Saint-Nazaire : les promoteurs devront payer s’ils abattent des arbres

La ville va demander aux promoteurs immobiliers une compensation financière servant à la replantation, en cas d'abattage ou de dégradation du patrimoine arboré.

Saint-Nazaire : les promoteurs devront payer s’ils abattent des arbres © Adobe Stock
Publié le 30 Mars 2021 à 11:47.

Déjà dotée d’un outil interne permettant d’estimer la valeur donnée à un arbre, la ville souhaite désormais l’utiliser comme levier de négociation avec les promoteurs immobiliers.

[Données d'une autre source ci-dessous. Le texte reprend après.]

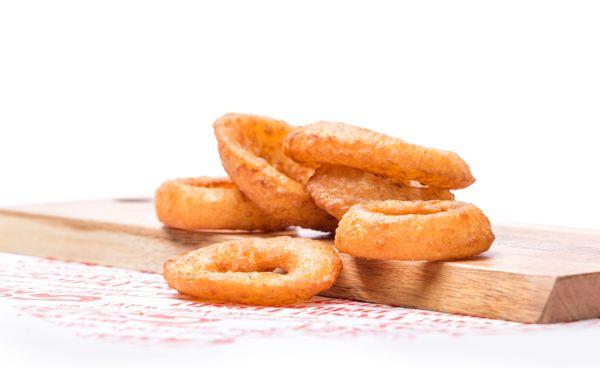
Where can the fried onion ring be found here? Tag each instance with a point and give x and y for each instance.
(242, 271)
(251, 149)
(209, 203)
(342, 144)
(414, 230)
(337, 188)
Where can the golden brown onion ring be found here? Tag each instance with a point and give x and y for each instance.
(251, 149)
(342, 144)
(414, 230)
(337, 188)
(242, 271)
(210, 203)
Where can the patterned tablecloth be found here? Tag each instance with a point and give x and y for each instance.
(110, 305)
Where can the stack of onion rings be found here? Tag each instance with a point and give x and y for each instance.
(242, 271)
(210, 203)
(392, 199)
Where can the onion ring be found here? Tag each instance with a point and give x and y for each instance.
(342, 144)
(243, 271)
(251, 149)
(337, 188)
(209, 203)
(414, 230)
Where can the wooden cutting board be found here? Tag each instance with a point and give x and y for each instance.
(531, 274)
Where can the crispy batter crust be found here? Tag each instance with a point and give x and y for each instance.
(417, 230)
(251, 149)
(242, 271)
(337, 188)
(342, 144)
(210, 203)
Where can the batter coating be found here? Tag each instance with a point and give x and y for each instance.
(251, 149)
(416, 230)
(210, 203)
(342, 144)
(242, 271)
(337, 188)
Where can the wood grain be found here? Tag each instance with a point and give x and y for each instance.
(537, 275)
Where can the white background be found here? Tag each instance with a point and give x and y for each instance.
(110, 98)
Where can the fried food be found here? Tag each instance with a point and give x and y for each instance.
(210, 203)
(414, 230)
(251, 149)
(337, 188)
(243, 271)
(342, 144)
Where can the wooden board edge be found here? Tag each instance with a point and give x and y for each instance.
(62, 238)
(573, 298)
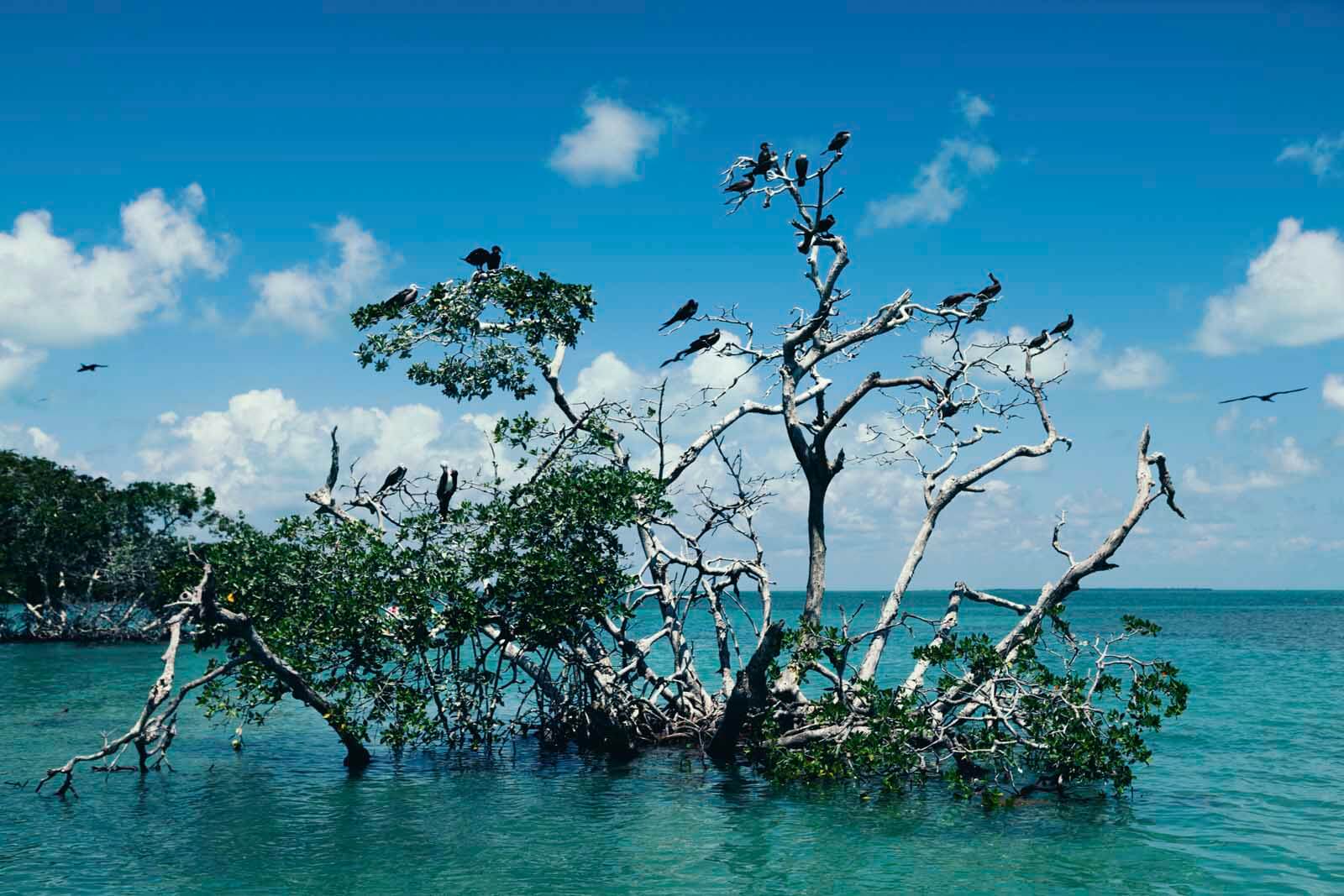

Avec l’idée qu’ils versent une compensation financière, lorsque l’abattage ne peut être évité sur les parcelles dédiées à des projets immobiliers.

« L’arbre est un bien commun »

Essence de l’arbre, taille, localisation, état général… De nombreux critères sont pris en compte par la ville depuis 2015 pour établir la valeur d’un arbre grâce à cet outil jusqu’alors utilisé en interne. « L’idée est de considérer que l’arbre étant un bien commun, et que ses bénéfices ne s’arrêtent pas aux frontières de la petite propriété ou de la grande propriété sur laquelle il est planté, ce bien devrait être compensé pour les plus significatifs, ceux qui s’inscrivent dans le paysage, ou ceux qui par essence ont plus de valeur que les autres » a déclaré Christophe Cotta, Adjoint au Maire à l’Urbanisme, Aménagement et Transition Écologique, lors du conseil municipal du 26 mars dernier. Et pour avoir toujours plus d’arbres plantés que d’arbres abattus, la mise en oeuvre d’un nouveau protocole dotera la ville du cadre juridique indispensable à cette négociation.

L’abattage en dernier recours

« Il nous fallait dans cette logique pouvoir aborder les choses de la même manière avec l’ensemble des promoteurs, puisque le renouvellement urbain va les amener à peut-être avoir à acheter des parcelles sur lesquelles il y a déjà un patrimoine arboré » continue Christophe Cotta. À l’heure actuelle, la ville déclare avoir déjà acté ce point avec les promoteurs immobiliers, en leur demandant systématiquement un état phytosanitaire des arbres en question pour s’assurer qu’il n’existe pas d’autre recours que l’abattage. Si le premier objectif reste d’éviter la destruction du patrimoine arboré, dans le cas où cela s’avère impossible, cette nouvelle compensation financière permettra de replanter à proximité du projet, ou en dernier recours dans d’autres lieux de la ville. « Cette compensation permettra de replanter ailleurs d’autres arbres, ou strates arbustives, puisque l’arbre n’est pas le seul élément de développement de la biodiversité ».